34-year-old Leila Jones worries for the health of her two children because she is unable to provide them with balanced meals. Jones has a long family history of medical issues like diabetes and high blood pressure and tries to keep her kids off that road.
“I know I should be packing their school lunches or taking the extra time to monitor what they eat but when you work as much as me, it’s hard,” Jones said.
Columbia Heights is a neighborhood filled with many convenient food options like corner stores that are more affordable than Whole Foods or Giant Foods, that don’t offer many healthy options either. “I only ever have to really shop once a week and even then I still manage to have more cookies than carrots,” Jones said.
Health equity from a health professional
James Huang, board-certified family physician at Unity Healthcare’s Upper Cardozo Center, spoke on the need for health equity in a Ward 1 Comprehensive Plan meeting in November.
According to Huang, health equity focuses on addressing whatever assets or barriers that a person has and helps them elevate to their full potential of health.
“When I think about health equity that means that a person regardless of who they are, their socioeconomic background, their education or where they live has the opportunity to achieve the highest level of health,” Huang said.
Medical specialists in D.C. have coined the term “social determinants of health” when categorizing the issues that influence a patient’s health.
The determinants can affect everyone, but there is a difference in the degree of how it changes someone’s health and the severity. “For example, you could have a college degree and work 9-to-5 but that’s still a determinant of health because it’s affecting your ability to have a higher paying job. It just affects different groups in different ways,” said Huang.
According to Huang, the healthcare center looks at a patient’s health to determine that only 20% of their well-being is affected by internal issues. The other 80% is affected by someone’s living situation, access to healthy foods, education, housing and employment status.
“When we think about health equity in Columbia Heights one thing is that we have access to a good amount of grocery stores and corner stores, but there is an issue around healthy eating and nutrition,” Huang said. “There’s an issue of really understanding what is impacting your health through food.”
Huang proposes there be education around eating healthy and becoming equipped with certain knowledge on what foods to avoid.
“Sometimes it’s easier to grab a soda at the corner market versus carrying a bottle of water.”
Huang is concerned that in Columbia Heights healthy eating options are skewed toward unhealthy fast foods.

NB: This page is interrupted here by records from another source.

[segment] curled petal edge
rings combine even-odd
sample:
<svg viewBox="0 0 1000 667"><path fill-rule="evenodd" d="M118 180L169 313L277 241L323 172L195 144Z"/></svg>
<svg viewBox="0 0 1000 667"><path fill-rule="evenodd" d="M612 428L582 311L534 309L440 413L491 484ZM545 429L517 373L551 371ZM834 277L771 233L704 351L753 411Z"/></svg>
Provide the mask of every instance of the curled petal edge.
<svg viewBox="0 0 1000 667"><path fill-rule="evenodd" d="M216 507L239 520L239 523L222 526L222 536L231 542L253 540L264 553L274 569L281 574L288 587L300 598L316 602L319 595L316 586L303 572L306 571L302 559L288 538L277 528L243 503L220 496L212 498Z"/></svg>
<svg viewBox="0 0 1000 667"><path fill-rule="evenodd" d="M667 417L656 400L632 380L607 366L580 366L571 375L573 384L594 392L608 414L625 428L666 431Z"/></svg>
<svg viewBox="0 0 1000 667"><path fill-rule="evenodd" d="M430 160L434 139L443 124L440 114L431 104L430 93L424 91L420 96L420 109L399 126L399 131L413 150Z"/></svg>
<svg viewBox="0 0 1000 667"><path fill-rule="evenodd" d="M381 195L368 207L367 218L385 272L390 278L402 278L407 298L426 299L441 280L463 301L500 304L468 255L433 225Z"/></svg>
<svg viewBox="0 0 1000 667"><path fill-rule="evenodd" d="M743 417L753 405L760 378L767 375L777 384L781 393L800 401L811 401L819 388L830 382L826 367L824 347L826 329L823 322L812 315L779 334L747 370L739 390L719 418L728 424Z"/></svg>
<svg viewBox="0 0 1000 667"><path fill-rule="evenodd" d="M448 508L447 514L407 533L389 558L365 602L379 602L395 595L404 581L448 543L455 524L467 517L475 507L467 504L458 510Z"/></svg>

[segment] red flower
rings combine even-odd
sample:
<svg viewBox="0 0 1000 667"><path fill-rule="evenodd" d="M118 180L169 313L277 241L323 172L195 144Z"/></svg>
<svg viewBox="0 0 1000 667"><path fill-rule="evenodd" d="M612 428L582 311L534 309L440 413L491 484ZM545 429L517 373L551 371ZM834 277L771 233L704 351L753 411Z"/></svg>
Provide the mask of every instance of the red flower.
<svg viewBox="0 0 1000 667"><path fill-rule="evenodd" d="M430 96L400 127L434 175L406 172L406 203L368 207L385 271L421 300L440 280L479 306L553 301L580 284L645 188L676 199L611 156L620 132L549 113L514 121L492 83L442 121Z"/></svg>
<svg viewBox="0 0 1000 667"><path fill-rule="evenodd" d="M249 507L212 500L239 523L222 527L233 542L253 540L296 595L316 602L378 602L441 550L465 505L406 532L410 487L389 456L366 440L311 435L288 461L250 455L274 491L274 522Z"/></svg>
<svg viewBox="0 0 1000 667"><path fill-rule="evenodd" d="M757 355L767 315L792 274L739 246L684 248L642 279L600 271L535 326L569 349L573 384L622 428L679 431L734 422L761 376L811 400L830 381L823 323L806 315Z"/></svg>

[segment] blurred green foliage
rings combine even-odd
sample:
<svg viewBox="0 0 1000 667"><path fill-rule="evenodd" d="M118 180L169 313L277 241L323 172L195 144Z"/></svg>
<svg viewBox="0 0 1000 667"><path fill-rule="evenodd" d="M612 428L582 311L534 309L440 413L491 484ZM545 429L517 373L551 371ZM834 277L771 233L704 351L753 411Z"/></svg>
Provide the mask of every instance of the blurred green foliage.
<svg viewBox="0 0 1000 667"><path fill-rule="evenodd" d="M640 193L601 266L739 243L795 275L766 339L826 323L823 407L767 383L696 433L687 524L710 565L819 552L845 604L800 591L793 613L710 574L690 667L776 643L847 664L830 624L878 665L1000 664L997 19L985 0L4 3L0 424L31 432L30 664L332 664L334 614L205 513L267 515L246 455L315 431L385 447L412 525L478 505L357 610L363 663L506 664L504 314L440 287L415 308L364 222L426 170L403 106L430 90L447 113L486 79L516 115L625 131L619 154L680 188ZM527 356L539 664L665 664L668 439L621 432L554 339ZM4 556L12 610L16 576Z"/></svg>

“A lot of our families are working multiple jobs with a lot of long hours so that often translates to less time at home, maybe having barriers to preparing healthy food because it does take time,” Huang said.
The District has an insured rate of 95% with good access to healthcare, but many healthcare facilities lack clinicians. For example in certain wards obstetrician-gynecologists are limited. “When looking at other wards in the city, if you look at the concentration amount of clinicians who are providing primary care in other specialty services that is actually the issue,” Huang said.
This program does what?
The Comprehensive Plan is a 20-year framework that aims to grow and develop in areas ranging from land use to health equity. Washington D.C. Mayor Muriel Bowser has a goal of creating an environment that is equitable for everyone to achieve their highest level of health, despite independent factors.
Columbia Heights farmers’ market also provides a produce plus program which helps residents of D.C. who are on government assistance to get access to fruits and vegetables from June to December.
The Columbia Heights health center provides a wellness program for families around nutrition and physical activity once a week. The program works with families on how to eat healthy on a budget, connects them to different resources and physical activities to address the higher rates of unhealthy eating in the neighborhood.
The community’s health center also enforces language programs for their population of patients that speak Spanish and the official language of Ethiopia, Amharic. “We also offer a community partners program with Capital bike share which provides a one-year membership at a lower cost, helmets and free biking classes are included,” Huang said.
What’s next
The D.C. Department of Health created the Office of Health Equity to address the social determinants of health. The D.C. Healthy People 2020 Framework will increase and diversify partnerships to improve health.
Huang wants the community to question how they can work around the related issue of affordability in the neighborhood.
“How can we address the work hours of parents in order to afford housing, thus contributing to the increased need for working more and having a higher income to live in Columbia Heights,” Huang said calling for action.